For years, policymakers and economists around the country have been well aware that the federal gas tax is dying.
In its report to Congress, the National Surface Transportation Infrastructure Financing Commission, on which I was honored to serve, made clear that we must replace the 18.4 cent federal gas tax with other means of funding transportation in order to maintain and improve our highways, bridges and transit systems in the United States.
The commission recommended a “road user charge” as the most effective approach to solving this problem.
“[If] we fail to address the immediate funding crisis and longer-term investment challenge facing our surface transportation system, we will suffer grim consequences in the future,” the Commission wrote in its 2009 report.
Now, California is rolling out a pilot program to study the exact same concept – giving its residents a chance to pioneer what could become a long-term funding solution to fix the state’s crumbling infrastructure. The pilot, created by SB 1077, authored by Sen. Mark DeSaulnier, D-Concord, will examine the feasibility of assessing motorists a fee based on mileage driven on the state’s roads. Gov. Jerry Brown signed the bill in September 2014.

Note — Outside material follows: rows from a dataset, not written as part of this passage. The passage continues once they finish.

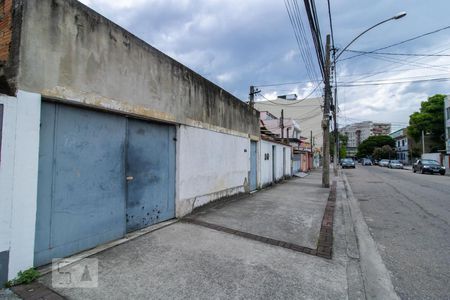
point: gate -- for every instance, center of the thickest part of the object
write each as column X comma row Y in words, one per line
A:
column 84, row 197
column 253, row 166
column 150, row 174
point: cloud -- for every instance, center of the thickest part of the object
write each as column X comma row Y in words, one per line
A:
column 237, row 43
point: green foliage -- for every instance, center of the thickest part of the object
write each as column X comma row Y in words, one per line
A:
column 343, row 139
column 25, row 277
column 367, row 147
column 429, row 119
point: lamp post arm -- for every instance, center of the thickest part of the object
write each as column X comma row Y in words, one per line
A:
column 346, row 47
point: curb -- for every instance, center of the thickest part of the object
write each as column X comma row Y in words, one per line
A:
column 376, row 277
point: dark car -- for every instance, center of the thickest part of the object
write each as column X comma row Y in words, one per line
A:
column 366, row 162
column 395, row 164
column 428, row 166
column 347, row 163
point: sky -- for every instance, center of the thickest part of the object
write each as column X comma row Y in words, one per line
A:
column 237, row 43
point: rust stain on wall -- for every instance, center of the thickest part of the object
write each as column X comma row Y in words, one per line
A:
column 5, row 28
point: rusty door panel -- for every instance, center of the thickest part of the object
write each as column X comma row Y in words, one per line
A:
column 81, row 187
column 253, row 165
column 150, row 174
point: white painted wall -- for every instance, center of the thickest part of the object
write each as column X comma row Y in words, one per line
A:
column 211, row 165
column 266, row 175
column 18, row 173
column 7, row 168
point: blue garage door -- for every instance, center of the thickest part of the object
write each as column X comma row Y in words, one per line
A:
column 150, row 174
column 82, row 189
column 253, row 165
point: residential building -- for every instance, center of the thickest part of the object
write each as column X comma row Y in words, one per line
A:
column 447, row 130
column 101, row 134
column 301, row 150
column 403, row 145
column 306, row 113
column 359, row 132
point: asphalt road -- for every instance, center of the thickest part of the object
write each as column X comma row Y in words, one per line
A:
column 408, row 216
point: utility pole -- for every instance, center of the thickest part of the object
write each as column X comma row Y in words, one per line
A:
column 310, row 146
column 423, row 142
column 252, row 96
column 326, row 119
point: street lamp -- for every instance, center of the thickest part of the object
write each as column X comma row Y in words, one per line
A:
column 335, row 58
column 396, row 17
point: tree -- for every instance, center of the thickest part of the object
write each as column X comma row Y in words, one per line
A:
column 367, row 147
column 385, row 152
column 343, row 139
column 429, row 119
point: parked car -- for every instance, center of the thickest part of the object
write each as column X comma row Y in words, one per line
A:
column 428, row 166
column 347, row 163
column 384, row 163
column 366, row 162
column 395, row 164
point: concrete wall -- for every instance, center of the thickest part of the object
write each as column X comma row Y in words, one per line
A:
column 211, row 165
column 447, row 123
column 18, row 178
column 266, row 162
column 70, row 52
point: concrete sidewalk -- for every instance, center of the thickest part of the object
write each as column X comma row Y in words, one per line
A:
column 188, row 261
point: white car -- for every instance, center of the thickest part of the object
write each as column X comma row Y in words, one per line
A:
column 384, row 163
column 395, row 164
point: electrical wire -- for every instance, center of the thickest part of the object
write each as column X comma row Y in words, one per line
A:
column 399, row 43
column 397, row 54
column 398, row 82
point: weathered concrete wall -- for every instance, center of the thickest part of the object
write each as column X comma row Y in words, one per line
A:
column 211, row 165
column 266, row 165
column 70, row 52
column 18, row 179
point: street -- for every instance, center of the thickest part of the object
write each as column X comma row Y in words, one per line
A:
column 408, row 217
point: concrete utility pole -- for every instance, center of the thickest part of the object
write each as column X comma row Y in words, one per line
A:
column 252, row 96
column 423, row 142
column 326, row 119
column 310, row 146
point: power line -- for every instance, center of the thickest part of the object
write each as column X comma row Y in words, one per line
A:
column 303, row 32
column 391, row 68
column 315, row 32
column 397, row 54
column 402, row 78
column 399, row 43
column 397, row 82
column 295, row 23
column 287, row 83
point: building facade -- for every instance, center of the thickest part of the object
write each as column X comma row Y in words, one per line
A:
column 306, row 113
column 101, row 134
column 403, row 146
column 447, row 130
column 359, row 132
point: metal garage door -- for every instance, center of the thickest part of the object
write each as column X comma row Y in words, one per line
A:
column 82, row 189
column 150, row 174
column 253, row 165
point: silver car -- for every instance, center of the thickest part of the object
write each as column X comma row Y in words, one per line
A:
column 384, row 163
column 395, row 164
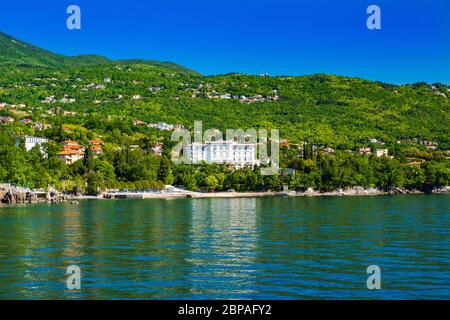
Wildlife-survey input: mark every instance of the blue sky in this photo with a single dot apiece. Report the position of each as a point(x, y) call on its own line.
point(280, 37)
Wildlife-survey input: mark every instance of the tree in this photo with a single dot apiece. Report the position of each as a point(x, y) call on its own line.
point(165, 171)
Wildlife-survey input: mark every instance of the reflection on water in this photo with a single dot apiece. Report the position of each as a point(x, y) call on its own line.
point(271, 248)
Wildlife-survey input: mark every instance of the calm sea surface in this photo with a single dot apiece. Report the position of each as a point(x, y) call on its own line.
point(271, 248)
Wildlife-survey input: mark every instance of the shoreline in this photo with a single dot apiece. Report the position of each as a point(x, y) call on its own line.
point(357, 191)
point(181, 194)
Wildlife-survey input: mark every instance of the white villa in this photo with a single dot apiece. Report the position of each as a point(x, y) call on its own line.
point(31, 142)
point(233, 153)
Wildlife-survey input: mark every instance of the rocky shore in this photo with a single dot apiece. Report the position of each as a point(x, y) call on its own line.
point(17, 195)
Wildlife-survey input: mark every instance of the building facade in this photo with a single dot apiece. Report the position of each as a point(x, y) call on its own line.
point(236, 154)
point(31, 142)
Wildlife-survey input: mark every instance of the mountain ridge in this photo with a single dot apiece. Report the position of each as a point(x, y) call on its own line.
point(15, 52)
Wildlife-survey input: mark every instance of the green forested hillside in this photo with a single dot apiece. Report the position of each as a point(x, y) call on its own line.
point(14, 52)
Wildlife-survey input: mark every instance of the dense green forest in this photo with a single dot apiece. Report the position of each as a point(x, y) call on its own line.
point(90, 97)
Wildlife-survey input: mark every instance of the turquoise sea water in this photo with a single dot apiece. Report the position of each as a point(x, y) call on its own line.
point(255, 248)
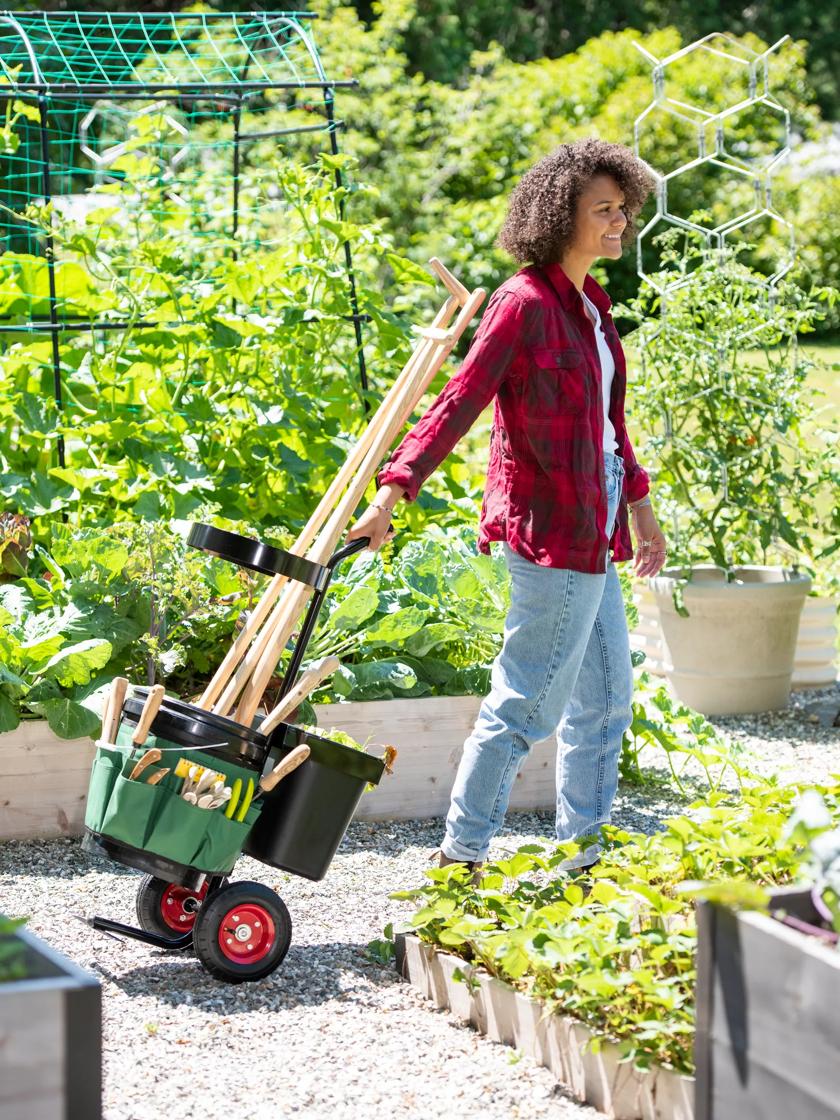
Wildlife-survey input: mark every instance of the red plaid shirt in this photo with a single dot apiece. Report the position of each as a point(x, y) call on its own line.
point(535, 352)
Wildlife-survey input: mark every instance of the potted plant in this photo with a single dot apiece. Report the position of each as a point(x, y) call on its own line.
point(50, 1030)
point(744, 473)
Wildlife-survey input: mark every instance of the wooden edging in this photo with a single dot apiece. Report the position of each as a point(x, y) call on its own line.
point(557, 1042)
point(43, 782)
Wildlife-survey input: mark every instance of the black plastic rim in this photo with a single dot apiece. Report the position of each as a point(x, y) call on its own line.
point(195, 727)
point(245, 552)
point(182, 875)
point(326, 753)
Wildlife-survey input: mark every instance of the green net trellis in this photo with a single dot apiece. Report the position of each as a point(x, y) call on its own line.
point(166, 118)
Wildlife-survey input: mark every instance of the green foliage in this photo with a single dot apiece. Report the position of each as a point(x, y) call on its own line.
point(124, 599)
point(445, 157)
point(242, 393)
point(686, 738)
point(12, 951)
point(742, 463)
point(618, 957)
point(427, 623)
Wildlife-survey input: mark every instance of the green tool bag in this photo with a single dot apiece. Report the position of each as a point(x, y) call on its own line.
point(156, 818)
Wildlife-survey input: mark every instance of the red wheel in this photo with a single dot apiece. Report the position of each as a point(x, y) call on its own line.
point(242, 932)
point(166, 908)
point(246, 933)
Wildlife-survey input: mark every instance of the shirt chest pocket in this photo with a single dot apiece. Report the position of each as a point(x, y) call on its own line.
point(554, 382)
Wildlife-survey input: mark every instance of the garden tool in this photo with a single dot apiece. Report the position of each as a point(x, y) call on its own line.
point(289, 763)
point(245, 801)
point(262, 658)
point(458, 297)
point(147, 716)
point(234, 798)
point(148, 758)
point(307, 683)
point(258, 645)
point(113, 708)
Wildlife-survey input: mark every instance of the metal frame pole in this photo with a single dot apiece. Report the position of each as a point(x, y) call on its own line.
point(328, 104)
point(50, 268)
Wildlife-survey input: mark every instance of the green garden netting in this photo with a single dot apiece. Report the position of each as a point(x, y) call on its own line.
point(155, 122)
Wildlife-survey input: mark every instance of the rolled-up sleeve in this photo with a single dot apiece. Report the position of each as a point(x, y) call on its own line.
point(491, 356)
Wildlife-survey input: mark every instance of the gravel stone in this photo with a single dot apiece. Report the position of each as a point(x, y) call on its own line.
point(332, 1034)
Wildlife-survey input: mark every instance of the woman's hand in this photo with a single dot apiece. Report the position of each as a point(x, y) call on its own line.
point(375, 522)
point(651, 548)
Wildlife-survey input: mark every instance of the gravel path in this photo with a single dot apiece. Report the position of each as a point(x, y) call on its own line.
point(332, 1034)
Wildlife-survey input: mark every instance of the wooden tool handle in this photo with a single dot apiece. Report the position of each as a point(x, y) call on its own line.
point(149, 757)
point(285, 767)
point(283, 618)
point(231, 677)
point(307, 683)
point(453, 286)
point(150, 709)
point(113, 708)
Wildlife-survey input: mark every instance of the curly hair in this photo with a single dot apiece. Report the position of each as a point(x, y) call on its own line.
point(540, 222)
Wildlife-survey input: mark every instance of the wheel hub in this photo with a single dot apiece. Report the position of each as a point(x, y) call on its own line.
point(246, 933)
point(179, 906)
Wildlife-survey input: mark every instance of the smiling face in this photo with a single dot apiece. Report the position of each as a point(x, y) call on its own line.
point(599, 220)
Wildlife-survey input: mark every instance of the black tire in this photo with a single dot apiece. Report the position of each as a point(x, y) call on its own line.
point(242, 932)
point(165, 908)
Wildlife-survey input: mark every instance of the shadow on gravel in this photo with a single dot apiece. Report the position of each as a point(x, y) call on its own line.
point(309, 976)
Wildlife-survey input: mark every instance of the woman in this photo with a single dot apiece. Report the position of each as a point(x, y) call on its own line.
point(560, 479)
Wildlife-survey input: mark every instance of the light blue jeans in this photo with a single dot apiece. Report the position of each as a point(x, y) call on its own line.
point(565, 668)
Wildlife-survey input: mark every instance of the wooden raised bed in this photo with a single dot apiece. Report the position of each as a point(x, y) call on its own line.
point(429, 736)
point(44, 778)
point(767, 1043)
point(50, 1038)
point(43, 782)
point(557, 1042)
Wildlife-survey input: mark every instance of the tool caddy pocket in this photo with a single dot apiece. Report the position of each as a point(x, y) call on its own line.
point(106, 766)
point(156, 818)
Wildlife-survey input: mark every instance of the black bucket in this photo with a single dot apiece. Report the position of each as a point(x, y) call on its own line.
point(305, 818)
point(189, 726)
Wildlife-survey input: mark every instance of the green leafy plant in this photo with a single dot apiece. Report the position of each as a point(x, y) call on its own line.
point(744, 472)
point(619, 955)
point(12, 950)
point(129, 598)
point(427, 623)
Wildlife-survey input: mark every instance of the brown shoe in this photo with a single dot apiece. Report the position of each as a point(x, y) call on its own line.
point(475, 866)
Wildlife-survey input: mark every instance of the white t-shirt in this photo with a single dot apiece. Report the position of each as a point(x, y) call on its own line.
point(607, 372)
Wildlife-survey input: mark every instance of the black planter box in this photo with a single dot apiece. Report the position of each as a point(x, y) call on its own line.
point(50, 1039)
point(767, 1044)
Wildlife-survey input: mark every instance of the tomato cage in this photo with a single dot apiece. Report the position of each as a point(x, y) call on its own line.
point(119, 128)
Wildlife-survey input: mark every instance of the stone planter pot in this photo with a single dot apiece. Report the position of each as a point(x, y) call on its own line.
point(734, 653)
point(44, 778)
point(429, 736)
point(767, 1043)
point(43, 782)
point(557, 1042)
point(814, 661)
point(50, 1038)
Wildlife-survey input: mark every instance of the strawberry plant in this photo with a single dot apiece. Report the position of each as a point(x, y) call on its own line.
point(619, 954)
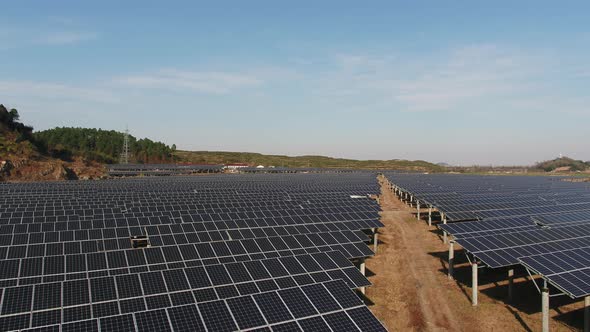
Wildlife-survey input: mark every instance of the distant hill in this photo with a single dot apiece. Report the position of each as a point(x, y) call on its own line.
point(101, 145)
point(24, 158)
point(254, 159)
point(563, 164)
point(66, 153)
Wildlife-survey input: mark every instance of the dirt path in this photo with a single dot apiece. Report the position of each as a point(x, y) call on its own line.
point(406, 289)
point(411, 291)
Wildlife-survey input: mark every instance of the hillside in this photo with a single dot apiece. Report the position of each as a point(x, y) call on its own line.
point(24, 158)
point(254, 159)
point(563, 164)
point(103, 146)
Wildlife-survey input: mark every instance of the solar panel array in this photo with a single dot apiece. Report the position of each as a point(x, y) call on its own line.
point(160, 169)
point(540, 222)
point(226, 252)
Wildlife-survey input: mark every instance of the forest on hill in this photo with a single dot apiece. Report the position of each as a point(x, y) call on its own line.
point(102, 145)
point(255, 159)
point(563, 163)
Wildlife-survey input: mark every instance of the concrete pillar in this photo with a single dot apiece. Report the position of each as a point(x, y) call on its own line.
point(510, 284)
point(451, 258)
point(444, 218)
point(375, 239)
point(545, 307)
point(362, 269)
point(474, 283)
point(587, 314)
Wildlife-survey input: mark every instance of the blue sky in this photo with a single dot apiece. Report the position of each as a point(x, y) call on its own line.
point(461, 82)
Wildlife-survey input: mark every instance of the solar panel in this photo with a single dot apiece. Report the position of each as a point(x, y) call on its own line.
point(215, 252)
point(568, 270)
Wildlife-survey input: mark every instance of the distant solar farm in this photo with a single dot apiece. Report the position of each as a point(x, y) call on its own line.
point(539, 223)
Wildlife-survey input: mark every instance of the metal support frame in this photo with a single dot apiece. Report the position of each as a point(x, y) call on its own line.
point(510, 284)
point(375, 239)
point(444, 218)
point(587, 314)
point(545, 306)
point(362, 269)
point(451, 258)
point(474, 286)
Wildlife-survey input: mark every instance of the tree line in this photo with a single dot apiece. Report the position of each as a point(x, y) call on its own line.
point(101, 145)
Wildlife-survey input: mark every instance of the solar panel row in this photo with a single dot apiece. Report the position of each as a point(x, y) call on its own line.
point(220, 253)
point(540, 222)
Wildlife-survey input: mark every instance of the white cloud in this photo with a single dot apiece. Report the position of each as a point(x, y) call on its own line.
point(202, 82)
point(450, 80)
point(66, 37)
point(54, 91)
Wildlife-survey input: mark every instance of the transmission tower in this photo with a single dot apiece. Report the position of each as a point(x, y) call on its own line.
point(125, 153)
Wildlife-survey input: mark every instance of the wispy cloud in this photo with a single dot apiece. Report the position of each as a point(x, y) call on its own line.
point(202, 82)
point(66, 37)
point(447, 80)
point(54, 91)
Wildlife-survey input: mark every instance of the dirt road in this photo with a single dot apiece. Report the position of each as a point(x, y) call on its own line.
point(411, 291)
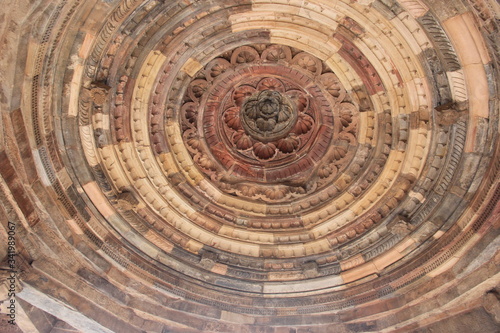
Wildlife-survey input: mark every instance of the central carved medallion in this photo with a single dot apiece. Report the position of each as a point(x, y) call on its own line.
point(268, 115)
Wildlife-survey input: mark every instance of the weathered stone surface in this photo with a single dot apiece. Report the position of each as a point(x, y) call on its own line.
point(251, 166)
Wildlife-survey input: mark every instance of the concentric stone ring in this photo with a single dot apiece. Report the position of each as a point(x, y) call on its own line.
point(253, 166)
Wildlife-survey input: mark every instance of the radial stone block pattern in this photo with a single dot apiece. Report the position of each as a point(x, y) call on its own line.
point(274, 166)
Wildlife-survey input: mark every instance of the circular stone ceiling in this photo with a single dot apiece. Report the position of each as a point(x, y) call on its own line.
point(242, 165)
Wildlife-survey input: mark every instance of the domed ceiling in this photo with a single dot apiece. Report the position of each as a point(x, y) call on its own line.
point(253, 165)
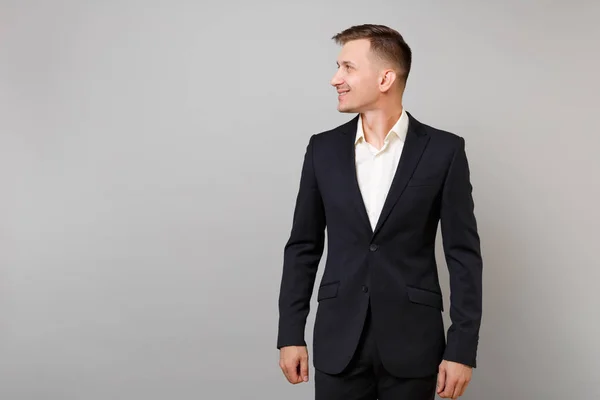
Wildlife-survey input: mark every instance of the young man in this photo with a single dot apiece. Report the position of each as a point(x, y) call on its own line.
point(380, 183)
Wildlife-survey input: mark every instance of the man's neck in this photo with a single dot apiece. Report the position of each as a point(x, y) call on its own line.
point(377, 123)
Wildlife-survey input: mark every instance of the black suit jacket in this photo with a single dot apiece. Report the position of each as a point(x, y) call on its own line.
point(392, 266)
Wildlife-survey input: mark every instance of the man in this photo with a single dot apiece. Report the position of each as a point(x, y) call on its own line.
point(380, 183)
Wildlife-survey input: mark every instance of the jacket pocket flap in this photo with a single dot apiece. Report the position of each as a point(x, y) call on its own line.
point(426, 297)
point(328, 290)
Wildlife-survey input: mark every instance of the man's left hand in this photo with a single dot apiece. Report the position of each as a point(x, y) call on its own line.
point(453, 379)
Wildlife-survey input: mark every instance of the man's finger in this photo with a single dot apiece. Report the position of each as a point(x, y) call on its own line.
point(464, 387)
point(449, 389)
point(441, 380)
point(304, 369)
point(292, 372)
point(457, 391)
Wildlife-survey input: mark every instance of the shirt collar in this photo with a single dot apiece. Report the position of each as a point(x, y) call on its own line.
point(400, 128)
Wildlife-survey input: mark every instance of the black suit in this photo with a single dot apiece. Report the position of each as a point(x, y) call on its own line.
point(391, 270)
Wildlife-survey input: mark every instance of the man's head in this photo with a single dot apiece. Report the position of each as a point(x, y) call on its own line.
point(373, 66)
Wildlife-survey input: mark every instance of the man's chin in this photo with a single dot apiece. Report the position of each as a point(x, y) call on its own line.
point(344, 109)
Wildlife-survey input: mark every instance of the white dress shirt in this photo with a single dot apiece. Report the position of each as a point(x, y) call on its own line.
point(375, 169)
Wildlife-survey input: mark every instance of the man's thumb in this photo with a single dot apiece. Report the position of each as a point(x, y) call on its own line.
point(304, 369)
point(441, 380)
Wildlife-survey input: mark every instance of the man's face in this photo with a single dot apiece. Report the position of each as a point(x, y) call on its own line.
point(356, 79)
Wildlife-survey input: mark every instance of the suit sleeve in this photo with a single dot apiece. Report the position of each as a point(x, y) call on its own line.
point(463, 257)
point(301, 257)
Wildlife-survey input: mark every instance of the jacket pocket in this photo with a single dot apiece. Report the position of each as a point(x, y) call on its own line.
point(425, 297)
point(328, 290)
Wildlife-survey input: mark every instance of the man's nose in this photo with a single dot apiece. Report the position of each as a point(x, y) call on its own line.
point(336, 80)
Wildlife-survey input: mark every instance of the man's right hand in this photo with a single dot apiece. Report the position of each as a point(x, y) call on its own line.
point(293, 361)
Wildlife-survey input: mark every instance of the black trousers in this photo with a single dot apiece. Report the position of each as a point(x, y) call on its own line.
point(365, 378)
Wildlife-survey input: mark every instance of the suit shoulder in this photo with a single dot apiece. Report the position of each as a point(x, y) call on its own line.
point(443, 137)
point(333, 133)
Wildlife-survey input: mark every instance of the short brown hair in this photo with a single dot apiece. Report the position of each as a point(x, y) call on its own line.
point(386, 43)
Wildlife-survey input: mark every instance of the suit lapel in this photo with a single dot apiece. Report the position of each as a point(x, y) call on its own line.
point(349, 178)
point(415, 143)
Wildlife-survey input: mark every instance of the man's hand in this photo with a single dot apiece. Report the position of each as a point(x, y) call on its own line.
point(293, 361)
point(453, 379)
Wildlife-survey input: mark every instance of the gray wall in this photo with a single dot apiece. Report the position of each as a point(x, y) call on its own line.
point(150, 156)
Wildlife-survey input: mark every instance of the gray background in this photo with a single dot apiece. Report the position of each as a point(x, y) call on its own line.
point(150, 155)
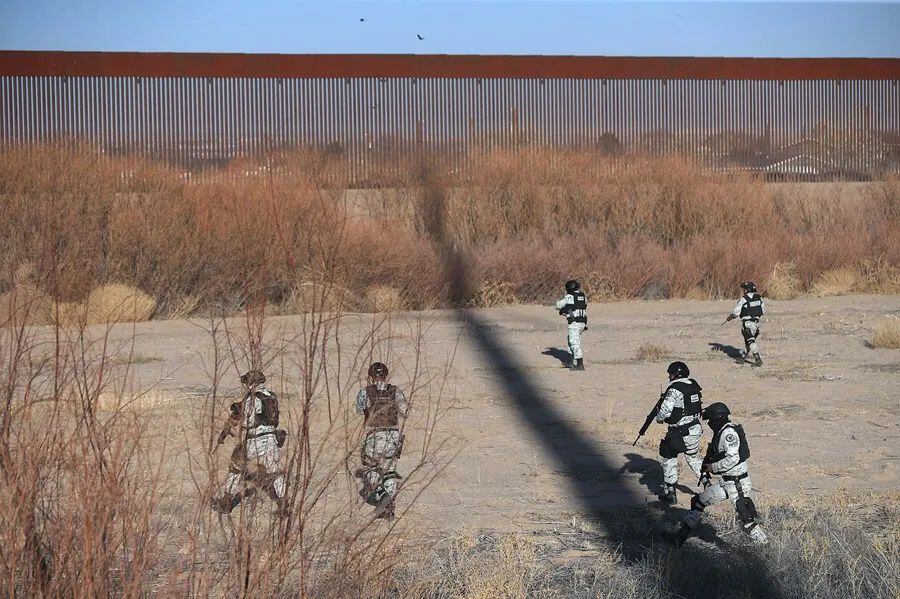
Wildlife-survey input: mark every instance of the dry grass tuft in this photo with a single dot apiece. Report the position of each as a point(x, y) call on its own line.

The state is looking to this strategy because its 18 cent gas tax, which California has historically relied on to fund the bulk of repairs to its transportation network, has not increased in decades despite inflation. More people are putting pressure on our highways than ever before, but fewer people are buying gas due to improved fuel efficiency – shrinking the amount of money available for projects.
The California Department of Transportation (Caltrans) is currently seeking 5,000 state drivers to volunteer to take part in the road user charge model and help the Legislature decide whether to adopt it permanently. Caltrans expects to choose its group in mid-May of this year, representing a range of the state’s different regions, demographics, income levels and vehicle types to participate in the 9-month pilot scheduled to begin in July.
It costs nothing to enroll and participate in the program; those chosen to test the concept will select from several mileage reporting techniques and simulated payment methods, but no money will be exchanged. Those interested in signing up should act quickly by visiting: Sign Up | California Road Charge Pilot Program.
Helping to fuel the road user charge concept across the country, President Obama in December 2015 signed the Fixing America’s Surface Transportation (FAST) Act, which included money supporting the research and development of similar state pilot programs. Shant Boyajian, who recently joined Nossaman’s Infrastructure Practice Group, served as senior counsel to the U.S. Senate Committee on Environment and Public Works, and assisted with the bill, which provides long-term funding certainty for the nation’s surface transportation system.
As the federal and state governments continue to grapple with the difficult subject of sustainable infrastructure funding, the road user charge could replace the gas tax with a reliable means of funding a safe, well-maintained network of highways, bridges and transit systems to serve many generations to come.